Set in the fictitious upper west side restaurant 22 Bleeker Street, the central character is food-obsessed chef Kate (Catherine Zeta-Jones), a precise,demanding perfectionist. When forced to take some time off to tend to her newly orphaned niece in steps the freewheeling, looser-styled new chef (Aaron Eckhart), with a penchant for all things Italian including the opera music he now blares in her serious, disciplined kitchen. The staff loves it. Of course it's all set against the tear-jerker story of the poor orphan girl but it really does give one the sense of the rigors of the demanding restaurant business.
I really liked the way it covered the staff dinner, a ritual that many people don't even realize exists.
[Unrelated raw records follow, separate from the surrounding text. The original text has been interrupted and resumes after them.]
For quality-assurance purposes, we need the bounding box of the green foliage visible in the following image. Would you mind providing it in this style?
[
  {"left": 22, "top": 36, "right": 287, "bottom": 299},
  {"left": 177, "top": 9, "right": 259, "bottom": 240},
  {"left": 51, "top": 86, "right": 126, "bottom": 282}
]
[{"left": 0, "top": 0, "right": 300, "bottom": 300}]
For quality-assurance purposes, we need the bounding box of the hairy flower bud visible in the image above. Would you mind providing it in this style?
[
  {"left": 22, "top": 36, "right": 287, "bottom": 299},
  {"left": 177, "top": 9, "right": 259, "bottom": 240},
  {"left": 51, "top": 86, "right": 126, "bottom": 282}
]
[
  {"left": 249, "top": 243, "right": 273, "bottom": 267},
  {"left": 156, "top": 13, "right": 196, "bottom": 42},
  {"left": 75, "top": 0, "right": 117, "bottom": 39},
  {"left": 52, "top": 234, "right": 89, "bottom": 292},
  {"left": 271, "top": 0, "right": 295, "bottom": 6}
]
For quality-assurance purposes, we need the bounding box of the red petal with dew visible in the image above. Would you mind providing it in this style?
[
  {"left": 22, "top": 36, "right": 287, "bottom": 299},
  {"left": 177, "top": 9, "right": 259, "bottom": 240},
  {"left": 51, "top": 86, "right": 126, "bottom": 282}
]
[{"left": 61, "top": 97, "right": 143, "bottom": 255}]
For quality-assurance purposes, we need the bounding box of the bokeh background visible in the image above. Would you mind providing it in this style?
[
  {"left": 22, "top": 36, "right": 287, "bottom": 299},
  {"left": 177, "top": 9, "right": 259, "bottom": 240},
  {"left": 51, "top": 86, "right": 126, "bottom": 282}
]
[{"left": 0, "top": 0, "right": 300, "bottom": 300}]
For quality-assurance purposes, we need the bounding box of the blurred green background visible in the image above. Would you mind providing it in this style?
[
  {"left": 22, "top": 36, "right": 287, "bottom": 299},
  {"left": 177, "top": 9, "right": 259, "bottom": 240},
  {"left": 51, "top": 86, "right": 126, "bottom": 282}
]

Taking place in the late afternoon in most upscale restaurants, it's a chance to discuss and present new menu items, suggested wines and catch up on restaurant biz gossip before the dinner service begins. It also gives one an appreciation of all the problems involved with running a great restaurant: sourcing the best ingredients, dealing with ridiculous customers (Kate is quick tempered and handily confronts people in the way most real chefs only dream of) and never losing sight of the bottom line.
Kitchens are run by people. People with emotions. I have always said that I applaud the gutsyness of an open kitchen not so much for the exposure of technique, food handling, etc., but for daring to showcase the drama and emotional outbursts that occasionally erupt no matter how professional the kitchen.
And speaking of that, my favorite star of this movie was the kitchen! It was sparkling clean, well-appointed, organized and perfectly choreographed. Never has calling an order up seemed more like a beautiful ballet if not a total fantasy. Unless you're a foodie, or a hopeless romantic, however, this film will probably not satisfy. The rapturous sniffing of white truffle would just be lost on you.